- Born: September 8, 1884 Windsor, Ontario, Canada
- Died: December 15, 1952 (aged 68) Middlesex County, Ontario, Canada
- Education: University of Chicago, University of Freiburg, University of Marburg, University of Toronto
- Occupations: Humorist, professor
- Spouse: Leila Isabella Douglas ​ ​(m. 1917)​
- Writing career
- Period: 20th century
- Genre: Humour

= John Robins (writer) =

Canadian academic and humorist (1884–1952)

John Daniel Robins (September 8, 1884 - December 15, 1952) was a Canadian academic and humorist.

A longtime professor of German and English literature at the University of Toronto's Victoria University, he is noted for his book The Incomplete Anglers, which was co-winner with E. K. Brown's On Canadian Poetry of the Governor General's Award for English-language non-fiction at the 1943 Governor General's Awards.

==Early life and education==
Robins was born in Windsor, Ontario, and educated at the University of Toronto and the University of Chicago.
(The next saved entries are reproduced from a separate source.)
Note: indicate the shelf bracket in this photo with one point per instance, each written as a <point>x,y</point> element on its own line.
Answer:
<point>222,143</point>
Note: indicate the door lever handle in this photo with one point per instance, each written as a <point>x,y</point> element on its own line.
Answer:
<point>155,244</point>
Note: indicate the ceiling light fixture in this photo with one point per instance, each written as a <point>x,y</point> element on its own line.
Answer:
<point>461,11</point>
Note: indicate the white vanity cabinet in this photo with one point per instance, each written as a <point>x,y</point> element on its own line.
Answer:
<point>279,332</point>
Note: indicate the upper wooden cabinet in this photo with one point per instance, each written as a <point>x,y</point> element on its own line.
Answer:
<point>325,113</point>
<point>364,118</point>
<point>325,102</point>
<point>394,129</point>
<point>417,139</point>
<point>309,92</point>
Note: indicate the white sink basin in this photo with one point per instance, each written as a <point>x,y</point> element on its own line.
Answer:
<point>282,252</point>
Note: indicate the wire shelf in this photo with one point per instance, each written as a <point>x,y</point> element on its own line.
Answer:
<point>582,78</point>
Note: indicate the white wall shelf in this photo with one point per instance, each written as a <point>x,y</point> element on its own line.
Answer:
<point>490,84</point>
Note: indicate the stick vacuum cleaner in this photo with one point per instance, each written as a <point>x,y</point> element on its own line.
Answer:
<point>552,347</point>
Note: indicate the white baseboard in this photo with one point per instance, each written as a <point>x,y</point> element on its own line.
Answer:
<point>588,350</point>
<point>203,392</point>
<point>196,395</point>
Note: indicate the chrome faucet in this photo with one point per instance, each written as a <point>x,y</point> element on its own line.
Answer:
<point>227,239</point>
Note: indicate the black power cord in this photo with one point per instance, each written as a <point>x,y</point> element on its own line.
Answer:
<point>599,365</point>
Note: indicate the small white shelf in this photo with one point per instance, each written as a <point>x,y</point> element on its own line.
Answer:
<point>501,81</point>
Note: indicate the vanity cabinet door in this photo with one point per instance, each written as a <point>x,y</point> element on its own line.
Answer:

In 1914, he attended the University of Freiburg and the University of Marburg, both in Germany.

==Career==
Robins returned to Toronto where he taught German at Victoria College.

In 1916, he resigned to enlist in the Canadian Army. He spent the next two years teaching musketry at Camp Borden in Ontario. He left the army in 1918 with the rank of company sergeant major.
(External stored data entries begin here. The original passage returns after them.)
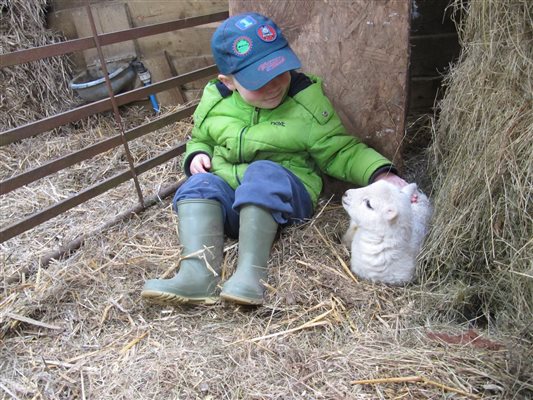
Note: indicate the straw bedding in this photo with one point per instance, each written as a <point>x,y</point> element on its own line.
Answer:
<point>76,328</point>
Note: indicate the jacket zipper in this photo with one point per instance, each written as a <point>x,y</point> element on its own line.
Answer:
<point>255,118</point>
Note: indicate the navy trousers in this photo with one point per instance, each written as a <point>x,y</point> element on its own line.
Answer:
<point>264,184</point>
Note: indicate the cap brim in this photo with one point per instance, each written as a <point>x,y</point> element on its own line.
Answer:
<point>258,74</point>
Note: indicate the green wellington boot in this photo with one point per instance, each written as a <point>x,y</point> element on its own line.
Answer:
<point>256,235</point>
<point>201,232</point>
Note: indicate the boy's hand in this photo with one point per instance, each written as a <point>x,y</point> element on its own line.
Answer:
<point>396,181</point>
<point>201,163</point>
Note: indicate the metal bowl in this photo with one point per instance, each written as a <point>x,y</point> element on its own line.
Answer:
<point>90,84</point>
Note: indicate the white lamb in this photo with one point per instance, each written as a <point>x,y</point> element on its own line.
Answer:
<point>386,231</point>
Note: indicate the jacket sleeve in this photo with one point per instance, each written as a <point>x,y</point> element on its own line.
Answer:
<point>339,154</point>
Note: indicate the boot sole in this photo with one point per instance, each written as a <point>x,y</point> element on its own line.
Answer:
<point>247,301</point>
<point>163,298</point>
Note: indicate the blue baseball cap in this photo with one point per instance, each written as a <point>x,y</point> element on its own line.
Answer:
<point>252,48</point>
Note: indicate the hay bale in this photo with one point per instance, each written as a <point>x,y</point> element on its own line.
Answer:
<point>37,89</point>
<point>478,254</point>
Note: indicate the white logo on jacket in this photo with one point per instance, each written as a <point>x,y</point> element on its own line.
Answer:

Robins returned to teaching at Victoria College, eventually becoming a full professor in 1941. He obtained a Doctor of Philosophy degree from the University of Chicago in 1927.

In addition to The Incomplete Anglers, his other publications include the anthologies A Pocketful of Canada (1946) and A Book of Canadian Humor (1951), the novel Cottage Cheese (1951) and the posthumous short fiction collection Logging with Paul Bunyan (1957).

Robins served as a judge for the inaugural Stephen Leacock Award.

==Personal life==
In 1917, Robins married Leila Isabella Douglas.